Clinical outcome tended to be better with the Amplatzer than with the STAR device with respect to recurrent thromboembolic events. This trend cannot be explained by the higher occlusion rate, as only one of the recurrent events took place in the setting of a residual shunt. Thrombogenicity of the left sided device surface may also play a role. Five of seven self reported neurological events were confirmed during physical examination or neuroimaging. We included the two self reported events without documentation in the analysis owing to their similarity with the index event. They occurred after verified complete PFO closure, suggesting an aetiology other than paradoxical embolism. All patients recovered completely within seven days, as opposed to the more severe index event leading to percutaneous PFO closure. Furthermore, there were no late device related complications such as material fatigue, infection, embolisation, perforation, or erosion. Notwithstanding, the follow up period of our study is relatively short.
Our findings of easier device implantation and more complete PFO closure with the Amplatzer than the STAR device are based on a non-randomised study design and therefore subject to bias. Although both patient groups were well balanced with respect to clinical and echocardiographic baseline characteristics, a selection bias with respect to unmeasured variables cannot be excluded. However, the procedure was undertaken by a single operator thus minimising potential differences in the level of experience. The follow up period was relatively short and so limited our ability to detect potential differences in the clinical outcome.
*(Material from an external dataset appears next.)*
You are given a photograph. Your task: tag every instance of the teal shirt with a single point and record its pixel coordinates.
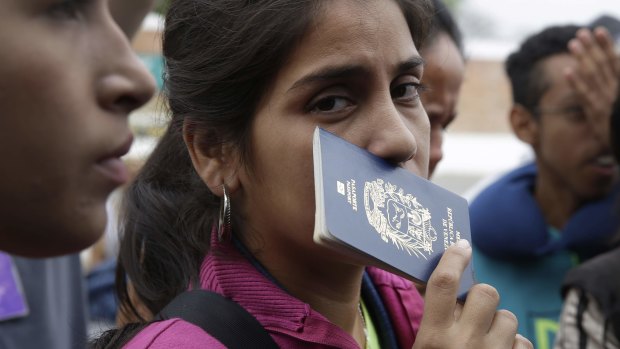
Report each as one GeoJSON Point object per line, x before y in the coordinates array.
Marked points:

In this non-randomised study, percutaneous PFO closure with the Amplatzer device was simpler and associated with fewer procedural complications and more complete PFO occlusion than with the STAR device. Owing to the non-randomised study design, firm conclusions about the superiority of one device over the other cannot be drawn. However, the findings underline the importance of device design for successful percutaneous PFO closure, which should be addressed in future studies.